"utilizing multiple IPv6 addresses per interface inside your LAN"
Have you ever actually tried that
Not on my own LAN. But I have been using my laptop on LANs which were configured like that.
with increasing numbers of per-interface addresses?
Who says the number has to increase? Each interface should only have one static and a handful of temporary addresses. The temporary addresses are removed at the same rate at which they are added.
increasing numbers of AAAA RRs?
You don't put temporary addresses in your AAAA records. If something need a AAAA record, you use a static address for that. So it is static address on the server side and temporary address on the client side.
NAT66, adjusting only the high order ("prefix") bytes at the external gateway is vastly more simple
Sure that is the simplest form of NAT, which you can possibly do. However it does not give you any of the anonymity or topology hiding, which is often given as motivations for using NAT in the first place.
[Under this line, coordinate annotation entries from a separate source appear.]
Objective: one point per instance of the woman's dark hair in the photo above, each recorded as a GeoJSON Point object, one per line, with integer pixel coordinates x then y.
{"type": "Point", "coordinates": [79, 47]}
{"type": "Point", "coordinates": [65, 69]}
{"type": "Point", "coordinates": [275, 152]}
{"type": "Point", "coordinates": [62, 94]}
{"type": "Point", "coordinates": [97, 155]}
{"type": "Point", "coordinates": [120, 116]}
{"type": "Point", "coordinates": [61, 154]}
Yes, you can avoid renumbering that way. But there are drawbacks as well. You will break any protocol, which is not strictly a client-server protocol. And you will break any algorithm, which looks at assigned addresses and behaves differently depending on whether you have a routable IP address or not. Is this breakage of protocols you may be using on a daily basis really worth it, in order to avoid a bit of extra work in the rare case, where you may have to renumber your network?
the only requirement for NAT-friendliness is that the host implementations do not tell higher layer protocols the truth about what's in the high order bytes.
How would you make anything but a strictly client-server protocol work with that requirement? Let's keep it simple and consider just the following scenario. Two clients (which could be both on the same LAN or on separate LANs far from each other) each resolve the IP address of a single server. Each client contact the server and indicate they want to communicate with each other. The server informs each client about the address of the other, such that a direct communication channel can be established between the clients.